A couple of years ago I came across a bag of parts. I was interested in the cases as they reminded me of larger Trench watch cases. I've always had a thing for Marriage watches but they are always too big for my wrist. These 5 cases were perfect at 41mm. Sadly i've never got around to doing anything with them, mainly due to having no knowledge of Pocket watches.

Is there anybody that can point me in the right direction? I know that I will need to find an alternative movement. If possible It would be nice to keep the old dial, but not overly fussy.

i've taken pictures of the parts to show sizes etc.

Any help would be much appreciated.


----------



## simon2 (Dec 5, 2010)

Will be a challenge, and very time consuming.


----------



## phil_kod (Sep 17, 2012)

I would just like a movement to go in it. Not bothered what


----------



## simon2 (Dec 5, 2010)

Is that the original movement in your pictures? If so can I have a closer short of its front plate.

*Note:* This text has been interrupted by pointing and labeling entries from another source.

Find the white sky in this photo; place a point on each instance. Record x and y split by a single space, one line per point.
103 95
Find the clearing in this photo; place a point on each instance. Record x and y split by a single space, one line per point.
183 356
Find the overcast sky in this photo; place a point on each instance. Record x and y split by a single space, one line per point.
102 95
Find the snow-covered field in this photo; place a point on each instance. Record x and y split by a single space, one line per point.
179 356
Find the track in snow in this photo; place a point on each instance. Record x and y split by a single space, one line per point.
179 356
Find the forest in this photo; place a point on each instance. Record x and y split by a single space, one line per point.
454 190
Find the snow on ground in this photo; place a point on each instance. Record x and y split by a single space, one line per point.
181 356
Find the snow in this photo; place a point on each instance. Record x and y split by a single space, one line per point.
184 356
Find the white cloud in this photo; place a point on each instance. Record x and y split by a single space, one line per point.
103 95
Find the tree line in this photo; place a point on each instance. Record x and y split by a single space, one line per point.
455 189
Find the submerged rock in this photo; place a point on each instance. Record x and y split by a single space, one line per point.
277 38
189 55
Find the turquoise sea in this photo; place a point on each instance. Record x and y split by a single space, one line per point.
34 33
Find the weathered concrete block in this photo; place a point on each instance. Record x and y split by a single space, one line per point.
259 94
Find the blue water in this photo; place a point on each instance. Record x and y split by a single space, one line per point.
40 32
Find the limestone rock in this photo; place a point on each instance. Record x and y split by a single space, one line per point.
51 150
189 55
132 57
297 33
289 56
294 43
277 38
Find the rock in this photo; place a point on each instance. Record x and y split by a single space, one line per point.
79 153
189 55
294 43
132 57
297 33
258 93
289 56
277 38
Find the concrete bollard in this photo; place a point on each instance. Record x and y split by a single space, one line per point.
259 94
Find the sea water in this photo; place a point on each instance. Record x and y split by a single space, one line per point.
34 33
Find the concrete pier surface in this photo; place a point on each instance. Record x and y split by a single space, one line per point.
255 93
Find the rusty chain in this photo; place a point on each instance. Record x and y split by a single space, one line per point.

Please.


----------



## phil_kod (Sep 17, 2012)

Hope this helps.


----------



## vinn (Jun 14, 2015)

those "thin strap" vintage watches are hard to get parts. i don't think that is the original mvt., the early ones had a collet stem very much like a pocket watch and usely missing. if you can post the case numbers it might help dating the case. it could be a trench watch. "keep looking for parts watches", good luck, vin


----------



## Nucejoe (Jun 22, 2018)

The distance between center and subsecond is the only significant factor and a pain to find a movement to fit.

A dial plate with only center second makes life easier.


----------